Churches Combat Modern Slavery

Chances are good that within 100 yards of most locations in London, someone being held in some form of slavery. A new app will help people stay alert and be aware of the various guises modern slavery takes.

Car washes are notorious for using slave labor, according to church charities waging a new campaign. The Safe Car Wash app is the brainchild of the Anglican Clewer Initiative and the Roman Catholic Santa Marta Group.

Estimates of people held in slavery in Britain vary widely. An estimated 18,000 people are exploited as car-wash employees. While many of these businesses are legitimate, some threaten workers and trap them in modern slavery.

The app pinpoints the location of questionable car washes. It shows indicators of modern slavery: signs can include workers lacking appropriate protective clothing and shoes, and people in forced servitude often appear nervous and withdrawn.

The app helps users link to the Modern Slavery Helpline. Data from the app is shared with the National Crime Agency and the Gangmasters and Labour Abuse Authority.

Modern slavery takes many forms in the United Kingdom. Young women from countries like Albania can be lured to London by prospects of well-paid work. These women are locked up, beaten, and starved until they agree to become sex workers.
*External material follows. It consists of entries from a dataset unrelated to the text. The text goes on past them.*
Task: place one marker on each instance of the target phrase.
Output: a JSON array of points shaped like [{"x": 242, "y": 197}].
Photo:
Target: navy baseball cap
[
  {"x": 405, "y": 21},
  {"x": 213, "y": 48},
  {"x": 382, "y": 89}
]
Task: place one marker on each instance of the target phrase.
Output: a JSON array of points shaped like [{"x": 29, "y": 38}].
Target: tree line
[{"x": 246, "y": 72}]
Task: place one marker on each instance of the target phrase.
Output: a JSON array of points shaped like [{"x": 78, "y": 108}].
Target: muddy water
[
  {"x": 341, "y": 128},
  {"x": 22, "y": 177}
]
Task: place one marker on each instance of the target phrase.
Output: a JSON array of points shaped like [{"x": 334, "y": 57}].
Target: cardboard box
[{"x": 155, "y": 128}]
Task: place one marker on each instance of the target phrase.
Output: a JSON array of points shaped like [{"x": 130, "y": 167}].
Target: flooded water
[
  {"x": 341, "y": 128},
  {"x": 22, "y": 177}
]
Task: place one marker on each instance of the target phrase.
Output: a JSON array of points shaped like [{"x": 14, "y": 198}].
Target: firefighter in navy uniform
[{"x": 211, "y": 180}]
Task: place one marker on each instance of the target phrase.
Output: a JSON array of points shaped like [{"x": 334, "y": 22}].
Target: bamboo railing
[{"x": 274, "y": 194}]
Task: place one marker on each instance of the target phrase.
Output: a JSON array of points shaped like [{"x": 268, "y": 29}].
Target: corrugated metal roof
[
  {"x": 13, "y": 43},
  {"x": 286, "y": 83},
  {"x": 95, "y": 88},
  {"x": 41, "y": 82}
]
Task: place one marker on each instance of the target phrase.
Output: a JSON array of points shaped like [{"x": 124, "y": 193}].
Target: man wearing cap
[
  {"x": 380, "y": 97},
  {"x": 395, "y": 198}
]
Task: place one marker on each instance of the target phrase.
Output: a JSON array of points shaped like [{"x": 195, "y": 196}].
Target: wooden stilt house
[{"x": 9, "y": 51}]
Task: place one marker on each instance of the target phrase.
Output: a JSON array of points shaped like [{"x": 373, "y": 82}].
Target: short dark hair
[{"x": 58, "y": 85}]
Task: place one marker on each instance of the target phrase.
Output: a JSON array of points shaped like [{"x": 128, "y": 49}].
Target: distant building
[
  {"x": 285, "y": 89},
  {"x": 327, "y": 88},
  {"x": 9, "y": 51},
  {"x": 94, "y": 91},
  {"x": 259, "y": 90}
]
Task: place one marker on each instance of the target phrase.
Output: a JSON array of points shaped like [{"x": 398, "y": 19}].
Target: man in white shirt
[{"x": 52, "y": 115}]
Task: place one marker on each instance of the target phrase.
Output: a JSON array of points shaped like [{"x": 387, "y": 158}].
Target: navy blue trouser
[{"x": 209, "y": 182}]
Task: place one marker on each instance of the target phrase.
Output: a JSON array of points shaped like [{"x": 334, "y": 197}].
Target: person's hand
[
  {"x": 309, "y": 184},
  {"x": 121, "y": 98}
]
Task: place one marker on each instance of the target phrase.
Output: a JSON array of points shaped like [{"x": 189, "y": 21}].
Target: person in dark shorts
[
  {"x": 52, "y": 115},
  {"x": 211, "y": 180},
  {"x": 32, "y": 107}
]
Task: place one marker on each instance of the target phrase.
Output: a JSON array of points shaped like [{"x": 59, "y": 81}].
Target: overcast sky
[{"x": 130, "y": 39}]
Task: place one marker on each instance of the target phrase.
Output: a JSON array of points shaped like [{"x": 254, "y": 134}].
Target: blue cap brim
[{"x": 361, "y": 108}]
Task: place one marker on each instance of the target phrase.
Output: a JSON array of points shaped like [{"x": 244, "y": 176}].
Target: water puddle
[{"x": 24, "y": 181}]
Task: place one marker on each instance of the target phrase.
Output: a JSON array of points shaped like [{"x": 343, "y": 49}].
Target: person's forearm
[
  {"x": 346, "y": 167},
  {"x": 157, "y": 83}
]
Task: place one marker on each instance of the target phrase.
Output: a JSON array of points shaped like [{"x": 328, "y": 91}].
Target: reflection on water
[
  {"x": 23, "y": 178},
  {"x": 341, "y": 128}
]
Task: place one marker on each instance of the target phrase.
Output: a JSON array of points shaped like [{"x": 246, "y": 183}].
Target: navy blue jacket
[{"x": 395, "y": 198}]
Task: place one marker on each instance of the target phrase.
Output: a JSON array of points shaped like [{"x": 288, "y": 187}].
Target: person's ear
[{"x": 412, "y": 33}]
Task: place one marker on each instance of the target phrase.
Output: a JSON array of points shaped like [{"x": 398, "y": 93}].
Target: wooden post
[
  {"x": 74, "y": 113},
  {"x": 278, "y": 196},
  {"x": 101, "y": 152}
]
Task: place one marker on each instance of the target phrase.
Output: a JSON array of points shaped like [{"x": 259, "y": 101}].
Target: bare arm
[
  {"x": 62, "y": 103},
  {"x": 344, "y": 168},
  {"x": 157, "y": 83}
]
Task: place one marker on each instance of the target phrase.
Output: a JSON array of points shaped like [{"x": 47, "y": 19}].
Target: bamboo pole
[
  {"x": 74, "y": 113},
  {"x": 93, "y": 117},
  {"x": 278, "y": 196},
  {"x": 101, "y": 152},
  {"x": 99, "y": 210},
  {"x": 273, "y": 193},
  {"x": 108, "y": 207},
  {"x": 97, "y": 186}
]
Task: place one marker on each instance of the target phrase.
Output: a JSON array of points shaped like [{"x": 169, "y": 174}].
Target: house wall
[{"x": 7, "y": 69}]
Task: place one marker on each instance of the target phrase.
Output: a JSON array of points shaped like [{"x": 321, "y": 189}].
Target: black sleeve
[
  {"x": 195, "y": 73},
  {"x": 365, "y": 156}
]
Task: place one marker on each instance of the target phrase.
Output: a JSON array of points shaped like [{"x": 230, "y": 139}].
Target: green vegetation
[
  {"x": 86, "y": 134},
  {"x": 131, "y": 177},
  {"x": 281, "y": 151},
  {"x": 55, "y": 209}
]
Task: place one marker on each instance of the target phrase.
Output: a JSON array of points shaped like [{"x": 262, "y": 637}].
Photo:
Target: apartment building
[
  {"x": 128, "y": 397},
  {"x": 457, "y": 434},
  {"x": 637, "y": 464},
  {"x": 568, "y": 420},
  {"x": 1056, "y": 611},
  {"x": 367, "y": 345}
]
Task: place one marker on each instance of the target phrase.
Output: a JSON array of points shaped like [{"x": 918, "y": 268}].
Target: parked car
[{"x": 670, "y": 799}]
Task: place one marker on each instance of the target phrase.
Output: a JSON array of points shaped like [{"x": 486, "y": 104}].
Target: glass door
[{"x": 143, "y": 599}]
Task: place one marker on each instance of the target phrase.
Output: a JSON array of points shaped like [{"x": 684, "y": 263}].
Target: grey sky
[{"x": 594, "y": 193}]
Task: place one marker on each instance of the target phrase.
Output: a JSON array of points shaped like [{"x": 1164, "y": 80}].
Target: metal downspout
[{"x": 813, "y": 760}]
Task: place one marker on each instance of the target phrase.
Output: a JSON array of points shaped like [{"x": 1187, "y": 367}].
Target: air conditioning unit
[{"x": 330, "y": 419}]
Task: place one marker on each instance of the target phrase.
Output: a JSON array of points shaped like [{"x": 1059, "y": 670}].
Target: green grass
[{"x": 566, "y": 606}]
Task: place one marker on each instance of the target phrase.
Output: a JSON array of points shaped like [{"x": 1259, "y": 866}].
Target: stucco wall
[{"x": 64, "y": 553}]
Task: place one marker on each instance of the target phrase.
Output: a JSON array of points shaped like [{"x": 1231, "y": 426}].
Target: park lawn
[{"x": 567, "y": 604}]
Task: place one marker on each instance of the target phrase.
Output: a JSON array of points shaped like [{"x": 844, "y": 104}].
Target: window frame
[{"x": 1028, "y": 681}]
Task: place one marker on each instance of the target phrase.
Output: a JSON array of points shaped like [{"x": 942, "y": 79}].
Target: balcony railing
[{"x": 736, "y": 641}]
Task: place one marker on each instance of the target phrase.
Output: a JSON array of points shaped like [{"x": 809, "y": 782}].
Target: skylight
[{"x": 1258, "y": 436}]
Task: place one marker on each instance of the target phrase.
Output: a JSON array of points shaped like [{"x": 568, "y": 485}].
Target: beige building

Nail salons often enslave attractive young women who have been trafficked. Church people need to be alert to cases of domestic servitude. A typical case may be a young African woman. She may attend church, seated between two adults and never allowed to mix with other worshipers. In fact, she may be held in domestic servitude, perhaps by members of her extended family based in London.

London’s metropolitan slavery unit receives 1,600 referrals each year. It has warned that modern slavery in Britain is burgeoning. In the days of William Wilberforce’s campaign against the international slave trade, to secure someone for the transatlantic slave trade would have cost £20,000 in today’s money. Today, £150 will cover the cost of a one-way airline ticket from many European cities to London.

The Salvation Army has long fought exploitation of women as sex workers. It helps former sex slaves obtain new identities and vocational training. In 1885, it worked with journalist W.T. Stead of The Pall Mall Gazette, who is often hailed as the founder of investigative journalism. He was jailed under a technicality, having purchased 13-year-old Eliza Armstrong with the intention of setting her free. His campaign eventually led to raising the age of consent for girls from 13 to 16.